60. The method of claim 48, wherein the expression level is obtained by microarray, RNA sequencing, real-time quantitative reverse transcription PCR (qRT-PCR), bead array, or ELISA.

61. The method of claim 48, wherein the set of genes comprises: PKM, ADAR, ANP32B, ATRX, BRD7, CAPN1, CCDC88A, CFAP206, CGN, CIRBP, CLTC, EEA1, ERICH1, FAM192A, FAM207A, HHEX, KLF3, LCA5, MDC1, MDM2, NFAT5, ARCN1, ARF6, ARNT, ARPCSL, ASB16, ATF7IP, ATP6VOC, BRF1, CHFR, EDA, EFEMP2, ESR2, FAM179B, FTH1, H3F3A, HDAC4, HINFP, HNRNPK, SUMO2, NUCKS1, PML, PNN, PRKAB1, RBCK1, RRP15, SNRPN, TFIP11, THTPA, TMEM87A, TNK2, TPR, TRAPPC4, UBA5, UBE2D1, VPS72, YWHAE, MCM5, MED6, MGST2, MSH6, PURA, RABGEF1, RBBP6, RBM26, RECQL, RUNX3, SFPQ, SGCB, SMARCA1, SMC1A, SPAG9, UBA2, UBE2B, USPL1, HP1BP3, HRAS, or MAX.

62. The method of claim 48, wherein the set of genes comprises: SUMO2, ADAR, ANP32B, ATRX, BRD7, CAPN1, CCDC88A, CFAP206, CGN, CIRBP, CLTC, EEA1, ERICH1, FAM192A, FAM207A, HHEX, KLF3, LCA5, MDC1, MDM2, NFAT5, PKM, NUCKS1, PML, PNN, PRKAB1, RBCK1, RRP15, SNRPN, TFIP11, THTPA, TMEM87A, TNK2, TPR, TRAPPC4, UBA5, UBE2D1, VPS72, or YWHAE.
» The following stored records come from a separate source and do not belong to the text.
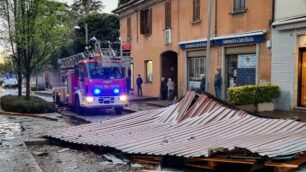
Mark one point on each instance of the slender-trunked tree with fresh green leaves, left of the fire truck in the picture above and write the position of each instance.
(39, 26)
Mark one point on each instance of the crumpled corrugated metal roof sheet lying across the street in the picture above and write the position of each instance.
(181, 130)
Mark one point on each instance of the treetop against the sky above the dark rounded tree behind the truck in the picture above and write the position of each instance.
(85, 7)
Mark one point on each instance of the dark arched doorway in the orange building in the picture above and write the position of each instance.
(169, 67)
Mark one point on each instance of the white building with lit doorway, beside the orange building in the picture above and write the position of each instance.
(289, 53)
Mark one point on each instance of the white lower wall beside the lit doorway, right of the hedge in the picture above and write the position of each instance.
(283, 67)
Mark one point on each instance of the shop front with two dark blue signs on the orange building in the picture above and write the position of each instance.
(240, 59)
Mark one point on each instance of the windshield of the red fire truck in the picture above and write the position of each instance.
(98, 72)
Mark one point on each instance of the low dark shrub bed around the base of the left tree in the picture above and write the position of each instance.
(21, 105)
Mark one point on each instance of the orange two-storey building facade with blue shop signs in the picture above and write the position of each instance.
(168, 39)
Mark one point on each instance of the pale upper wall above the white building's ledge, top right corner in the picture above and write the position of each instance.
(289, 9)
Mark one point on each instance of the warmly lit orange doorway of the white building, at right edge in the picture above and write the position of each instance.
(302, 79)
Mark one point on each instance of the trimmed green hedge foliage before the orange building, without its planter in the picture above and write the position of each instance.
(251, 94)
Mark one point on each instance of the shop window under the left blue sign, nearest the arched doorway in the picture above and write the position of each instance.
(196, 67)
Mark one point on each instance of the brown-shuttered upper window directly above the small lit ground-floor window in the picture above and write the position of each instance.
(146, 22)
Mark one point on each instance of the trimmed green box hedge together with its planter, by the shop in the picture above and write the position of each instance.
(253, 98)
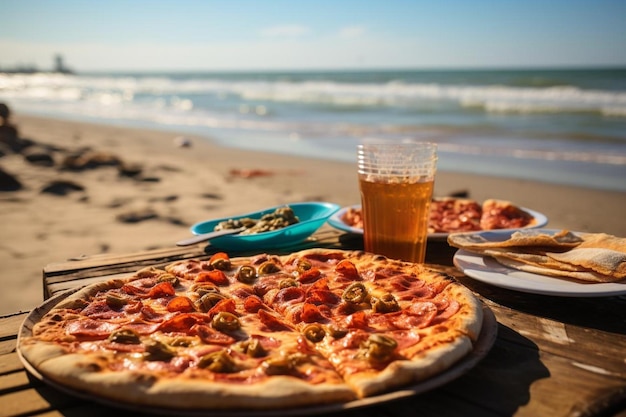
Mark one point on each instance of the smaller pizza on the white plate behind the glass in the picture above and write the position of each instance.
(454, 215)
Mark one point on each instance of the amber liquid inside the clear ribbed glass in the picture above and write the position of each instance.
(395, 218)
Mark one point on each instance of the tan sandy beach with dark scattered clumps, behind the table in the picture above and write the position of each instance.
(86, 189)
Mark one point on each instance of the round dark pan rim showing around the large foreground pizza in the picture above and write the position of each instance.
(482, 346)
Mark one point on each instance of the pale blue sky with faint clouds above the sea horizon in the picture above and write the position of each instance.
(300, 34)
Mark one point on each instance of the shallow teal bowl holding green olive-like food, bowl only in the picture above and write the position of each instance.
(312, 216)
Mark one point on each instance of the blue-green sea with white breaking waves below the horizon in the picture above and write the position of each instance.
(558, 126)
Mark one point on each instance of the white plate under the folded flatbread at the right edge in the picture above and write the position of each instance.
(488, 270)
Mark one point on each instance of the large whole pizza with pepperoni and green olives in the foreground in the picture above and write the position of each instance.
(260, 332)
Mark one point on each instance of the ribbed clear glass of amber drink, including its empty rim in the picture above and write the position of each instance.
(396, 180)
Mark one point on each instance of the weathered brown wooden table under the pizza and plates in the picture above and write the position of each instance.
(553, 356)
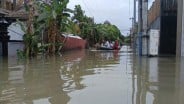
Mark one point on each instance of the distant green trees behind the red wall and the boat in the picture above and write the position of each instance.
(94, 32)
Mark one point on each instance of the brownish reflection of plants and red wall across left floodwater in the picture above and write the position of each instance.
(47, 80)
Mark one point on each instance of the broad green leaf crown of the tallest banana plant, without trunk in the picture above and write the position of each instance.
(56, 11)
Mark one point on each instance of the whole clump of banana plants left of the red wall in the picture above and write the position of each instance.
(47, 15)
63. The method of claim 48, wherein the set of genes comprises: SUMO2, ARCN1, ARF6, ARNT, ARPC5L, ASB16, ATF7IP, ATP6VOC, BRF1, CHFR, EDA, EFEMP2, ESR2, FAM179B, FTH1, H3F3A, HDAC4, HINFP, HNRNPK, HP1BP3, HRAS, MAX, PKM, MCM5, MED6, MGST2, MSH6, PURA, RABGEF1, RBBP6, RBM26, RECQL, RUNX3, SFPQ, SGCB, SMARCA1, SMC1A, SPAG9, UBA2, UBE2B, USPL1.

64. The method of claim 48, wherein the set of genes comprises: SUMO2 and PKM.

65. The method of claim 48, wherein the anti-TNF therapy comprises: infliximab, adalimumab, etanercept, certolizumab pegol, golimumab, or a biosimilar thereof.

66. The method of claim 48, wherein an alternative to the anti-TNF therapy is administered when the trained machine learning classifier predicts the subject to be non-responsive to the anti-TNF therapy.

67. The method of claim 66, wherein the alternative to the anti-TNF therapy comprises: rituximab, sarilumab, tofacitinib citrate, leflunomide, vedolizumab, tocilizumab, anakinra, abatacept, or a biosimilar thereof.